1. Add the variable to `app/config/client_env_policy.yaml`.
2. Add a placeholder to `app/.client.env.example`.
3. Add it to `scripts/create-public-client-env.sh`.
4. Add the value to the Codemagic environment group consumed by the app release
   workflows (currently `app_env`, unless the workflows import a dedicated
   public config group).
5. Run:

```bash theme={null}
python3 scripts/check-public-client-secrets.py
```

If the value can read private data, call a paid/provider API, bypass quotas, mint
tokens, impersonate users, administer a vendor account, or access backend
resources, it is not public client config.

## Release Checks

Public release workflows must run both checks:

```bash theme={null}
python3 scripts/check-public-client-secrets.py
python3 scripts/scan-public-artifact-secrets.py <artifact>
```

The first check validates source, policy, generated env inputs, and release
workflow patterns.

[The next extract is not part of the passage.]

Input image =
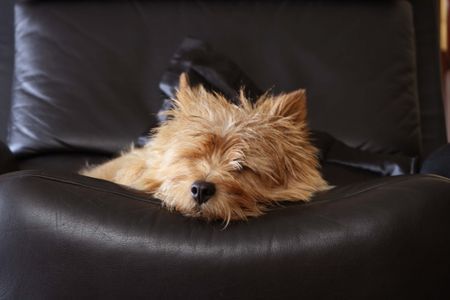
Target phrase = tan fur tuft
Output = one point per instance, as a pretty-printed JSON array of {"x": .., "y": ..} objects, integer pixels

The second check extracts public artifacts and fails if
server-only variable names, current CI secret values, service-account files,
private keys, or signing material appear in the artifact.

## Provider APIs

Public clients must not use Omi-owned provider credentials directly. Features
that need OpenAI, Gemini, Anthropic, Deepgram, or similar providers should use:

```text theme={null}
public client -> Omi backend with user auth -> internal provider gateway -> vendor
```

BYOK flows require backend-owned secret storage. The app may collect a user key
only for one-time authenticated submission, then local state should contain only
a backend secret reference or configuration id.

Legacy mobile custom-STT BYOK files are listed explicitly in
`legacy_direct_provider_domain_exceptions` inside
`app/config/client_env_policy.yaml`. Do not add to that list for new work. New
provider integrations must use backend-owned BYOK storage and a provider proxy.